The purpose of this study was to determine whether sex differences in the development of antinociceptive tolerance to delta-9-tetrahydrocannabinol (THC) are due to activational effects of gonadal hormones. Rats were sham-gonadectomized (sham-GDX) or gonadectomized (GDX). GDX females received no hormone replacement (GDX + 0), estradiol (GDX + E2), progesterone (GDX + P4), or both (GDX + E2/P4). GDX male rats received no hormone (GDX + 0) or testosterone (GDX + T). Two weeks later, antinociceptive potency of THC was determined (pre-chronic test) on the warm water tail withdrawal and paw pressure assays.
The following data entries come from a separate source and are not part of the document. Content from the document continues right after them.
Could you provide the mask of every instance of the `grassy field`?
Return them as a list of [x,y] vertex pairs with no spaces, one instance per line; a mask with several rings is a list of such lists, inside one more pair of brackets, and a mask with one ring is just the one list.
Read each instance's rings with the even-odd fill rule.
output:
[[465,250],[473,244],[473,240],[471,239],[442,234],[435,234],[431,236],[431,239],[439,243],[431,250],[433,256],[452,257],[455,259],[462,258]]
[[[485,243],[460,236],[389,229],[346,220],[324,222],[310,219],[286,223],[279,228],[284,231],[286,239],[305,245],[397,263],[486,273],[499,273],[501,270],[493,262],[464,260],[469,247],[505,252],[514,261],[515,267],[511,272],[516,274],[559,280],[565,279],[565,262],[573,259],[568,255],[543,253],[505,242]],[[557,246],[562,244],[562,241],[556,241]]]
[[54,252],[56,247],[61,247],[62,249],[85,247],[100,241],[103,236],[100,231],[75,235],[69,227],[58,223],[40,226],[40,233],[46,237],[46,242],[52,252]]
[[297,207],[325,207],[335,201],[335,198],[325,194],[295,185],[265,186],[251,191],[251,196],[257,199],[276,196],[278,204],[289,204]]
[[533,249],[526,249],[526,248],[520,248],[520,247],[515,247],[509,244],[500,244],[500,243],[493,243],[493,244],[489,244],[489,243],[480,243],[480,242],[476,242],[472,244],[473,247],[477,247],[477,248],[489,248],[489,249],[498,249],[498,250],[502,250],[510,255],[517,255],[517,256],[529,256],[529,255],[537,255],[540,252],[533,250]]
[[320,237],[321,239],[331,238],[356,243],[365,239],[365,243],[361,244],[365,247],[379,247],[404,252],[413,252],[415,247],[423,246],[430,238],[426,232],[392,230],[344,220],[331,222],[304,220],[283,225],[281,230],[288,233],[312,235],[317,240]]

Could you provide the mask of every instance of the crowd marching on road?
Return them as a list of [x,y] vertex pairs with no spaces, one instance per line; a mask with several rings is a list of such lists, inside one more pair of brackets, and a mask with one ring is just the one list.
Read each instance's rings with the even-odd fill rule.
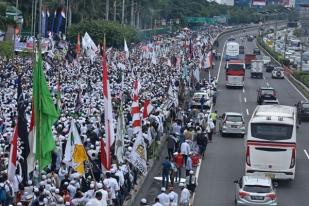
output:
[[[216,79],[209,69],[212,40],[223,29],[159,35],[130,51],[125,43],[125,51],[86,45],[79,53],[61,40],[42,59],[1,59],[1,205],[124,205],[166,136],[162,193],[153,205],[188,206],[197,186],[194,167],[216,127],[210,110]],[[207,96],[191,109],[201,89]],[[38,128],[38,121],[50,128]]]

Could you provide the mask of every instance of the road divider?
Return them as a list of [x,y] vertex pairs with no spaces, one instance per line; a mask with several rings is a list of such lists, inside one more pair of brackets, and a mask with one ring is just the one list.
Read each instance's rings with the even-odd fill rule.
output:
[[248,108],[246,109],[246,112],[247,112],[247,115],[249,116],[249,115],[250,115],[250,113],[249,113],[249,109],[248,109]]

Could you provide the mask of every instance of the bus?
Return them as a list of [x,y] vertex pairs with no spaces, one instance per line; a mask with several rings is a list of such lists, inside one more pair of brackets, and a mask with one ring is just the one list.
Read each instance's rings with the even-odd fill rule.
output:
[[239,44],[236,41],[226,43],[225,60],[239,59]]
[[246,175],[294,180],[296,166],[296,108],[259,105],[248,124]]
[[225,86],[243,87],[245,81],[245,64],[240,60],[230,60],[225,65]]

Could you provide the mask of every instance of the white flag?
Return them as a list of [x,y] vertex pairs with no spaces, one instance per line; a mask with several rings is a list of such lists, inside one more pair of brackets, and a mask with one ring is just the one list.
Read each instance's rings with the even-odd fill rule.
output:
[[132,165],[143,175],[147,174],[147,150],[142,131],[137,134],[128,161],[131,162]]

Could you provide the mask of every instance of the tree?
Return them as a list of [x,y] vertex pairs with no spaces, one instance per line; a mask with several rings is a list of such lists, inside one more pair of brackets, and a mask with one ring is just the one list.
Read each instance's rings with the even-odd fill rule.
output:
[[13,56],[13,44],[10,41],[3,41],[0,43],[0,56],[5,57],[7,60]]

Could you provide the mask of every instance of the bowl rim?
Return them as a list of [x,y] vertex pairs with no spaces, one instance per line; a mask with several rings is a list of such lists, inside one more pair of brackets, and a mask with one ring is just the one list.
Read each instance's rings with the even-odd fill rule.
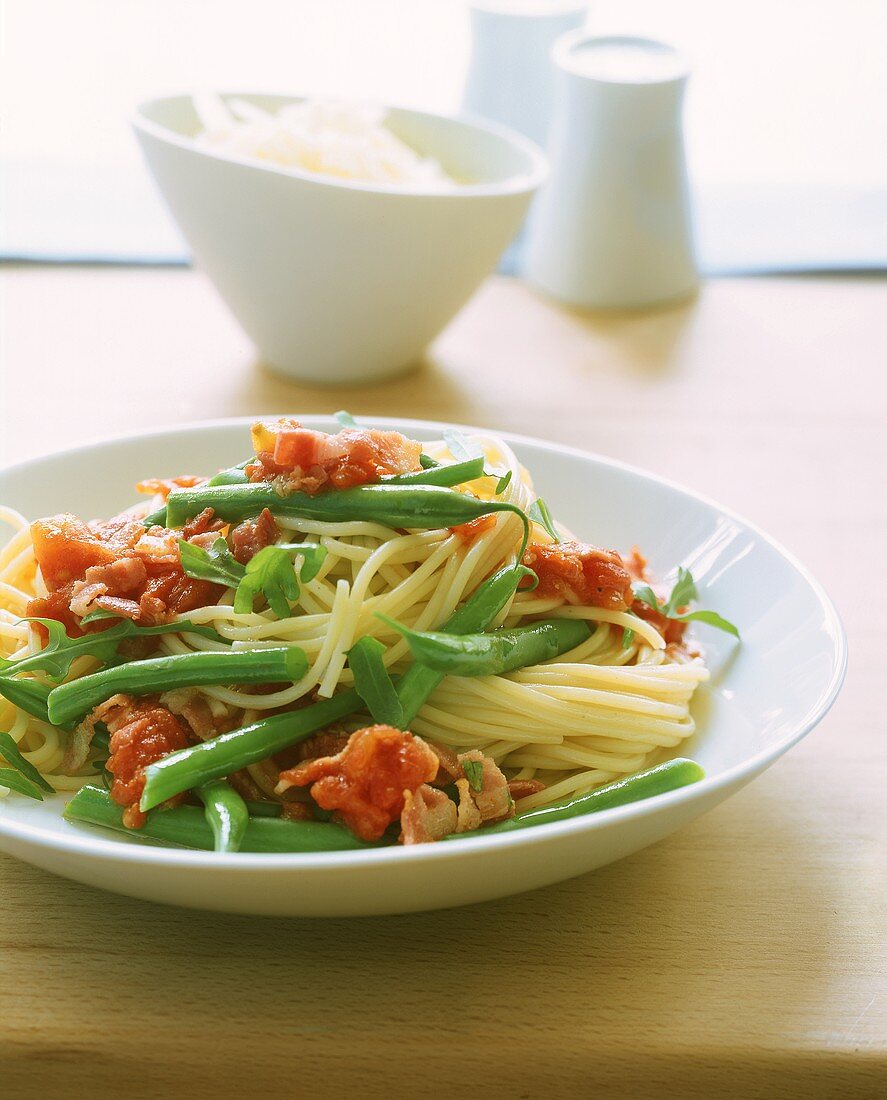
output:
[[[235,427],[248,428],[258,419],[273,418],[277,413],[258,414],[256,416],[223,417],[219,419],[187,421],[173,426],[149,428],[136,434],[122,434],[107,439],[90,443],[79,444],[60,451],[50,452],[27,459],[23,462],[0,467],[0,475],[8,477],[25,472],[30,467],[39,466],[47,461],[64,461],[66,458],[79,455],[83,452],[96,450],[102,447],[113,447],[127,442],[157,439],[164,436],[188,434],[194,431],[206,431],[212,429],[230,429]],[[414,428],[428,431],[442,431],[446,428],[457,428],[468,432],[490,434],[491,432],[501,436],[506,442],[528,444],[542,447],[547,450],[566,454],[583,461],[591,461],[598,465],[611,467],[616,470],[640,477],[648,482],[682,493],[707,508],[714,509],[720,515],[725,516],[744,526],[757,538],[766,543],[771,550],[785,559],[788,564],[803,578],[812,590],[822,609],[825,623],[828,626],[828,634],[833,639],[832,672],[828,683],[820,691],[819,696],[811,703],[806,712],[793,724],[791,731],[774,745],[770,745],[753,756],[734,764],[732,767],[720,772],[717,776],[706,775],[696,783],[686,787],[669,791],[665,794],[654,795],[651,798],[638,802],[631,802],[624,806],[616,806],[606,810],[600,810],[594,814],[585,814],[570,818],[566,821],[549,822],[537,825],[534,828],[516,830],[512,833],[503,833],[496,836],[469,836],[461,839],[459,843],[451,844],[417,844],[409,847],[391,846],[385,848],[372,848],[360,851],[344,852],[307,852],[307,853],[257,853],[237,852],[221,855],[217,852],[195,851],[187,848],[162,847],[156,844],[121,843],[120,839],[105,838],[99,833],[92,834],[89,826],[84,826],[80,832],[80,826],[75,825],[77,832],[70,835],[59,835],[52,829],[27,821],[9,820],[0,807],[0,837],[8,836],[12,839],[23,841],[31,846],[54,849],[57,852],[79,854],[83,856],[99,856],[110,860],[136,862],[147,867],[178,868],[182,871],[191,870],[226,870],[234,873],[251,874],[253,872],[298,872],[299,874],[325,874],[335,872],[348,867],[385,866],[394,862],[412,863],[417,860],[447,861],[459,858],[460,853],[464,857],[483,857],[491,854],[499,848],[511,849],[523,845],[557,843],[561,838],[577,836],[581,833],[592,832],[596,829],[618,825],[628,820],[641,820],[655,813],[659,813],[669,807],[679,806],[683,803],[702,801],[708,796],[717,795],[726,787],[732,785],[744,785],[750,781],[779,757],[783,756],[790,748],[804,738],[828,713],[840,693],[847,671],[848,647],[847,637],[843,623],[835,605],[826,593],[825,589],[790,551],[782,546],[776,539],[771,538],[756,524],[744,519],[736,512],[725,508],[710,497],[695,490],[689,489],[670,478],[660,477],[641,467],[623,462],[619,459],[609,458],[605,455],[587,451],[568,444],[554,443],[540,439],[536,436],[523,435],[517,432],[496,432],[491,428],[478,427],[476,425],[460,424],[450,421],[421,420],[410,417],[383,417],[372,416],[374,425],[393,430],[412,430]],[[322,428],[335,421],[332,414],[319,413],[305,414],[300,417],[306,425]],[[55,796],[58,802],[61,798],[66,801],[69,795]],[[70,824],[70,823],[69,823]]]
[[[292,103],[298,103],[312,98],[307,92],[221,91],[216,94],[225,98],[239,97],[241,99],[267,96],[273,99],[287,100]],[[301,180],[304,183],[314,184],[318,187],[332,187],[337,190],[358,191],[364,194],[396,195],[399,197],[402,196],[405,199],[412,198],[420,200],[434,198],[452,200],[482,196],[532,194],[545,182],[549,174],[548,157],[535,142],[531,141],[523,134],[518,133],[518,131],[510,129],[508,126],[503,126],[498,122],[493,122],[486,118],[480,118],[469,112],[452,114],[444,111],[423,111],[414,107],[408,107],[388,101],[380,104],[386,111],[397,111],[400,114],[413,115],[417,118],[443,120],[444,122],[454,123],[468,130],[474,130],[497,137],[507,145],[510,145],[513,149],[516,149],[527,159],[527,170],[525,172],[507,176],[498,183],[466,183],[457,184],[455,186],[452,184],[433,183],[403,186],[389,183],[377,183],[368,180],[340,179],[336,176],[323,175],[320,172],[308,172],[302,168],[274,164],[247,156],[238,156],[234,153],[226,153],[212,148],[205,148],[198,145],[193,137],[187,137],[176,130],[170,129],[168,126],[163,126],[159,122],[154,122],[153,119],[148,118],[145,114],[146,111],[156,105],[170,103],[176,100],[193,100],[193,98],[193,93],[178,92],[173,95],[153,96],[151,99],[142,100],[136,105],[130,115],[130,125],[137,133],[146,134],[156,141],[164,142],[167,145],[173,145],[176,148],[198,156],[208,157],[211,160],[237,164],[241,167],[252,168],[260,172],[270,172],[273,175],[291,177]],[[343,102],[349,101],[353,102],[353,100],[343,100]]]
Vehicle or a sex-specific THC dose (females, 5.7 mg/kg, males, 9.9 mg/kg) was administered twice-daily for 9 days, then the THC dose–effect curves were re-determined (post-chronic test). On the pre-chronic test (both assays), THC was more potent in sham-GDX females than males, and gonadectomy did not alter this sex difference. In GDX females, P4 significantly decreased THC's antinociceptive potency, whereas E2 had no effect. In GDX males, T did not alter THC's antinociceptive potency. After chronic THC treatment, THC's antinociceptive potency was decreased more in sham-GDX females than males, on the tail withdrawal test; this sex difference in tolerance was not altered in GDX or hormone-treated groups. These results suggest that greater antinociceptive tolerance in females, which occurred despite females receiving 40% less THC than males, is not due to activational effects of gonadal hormones.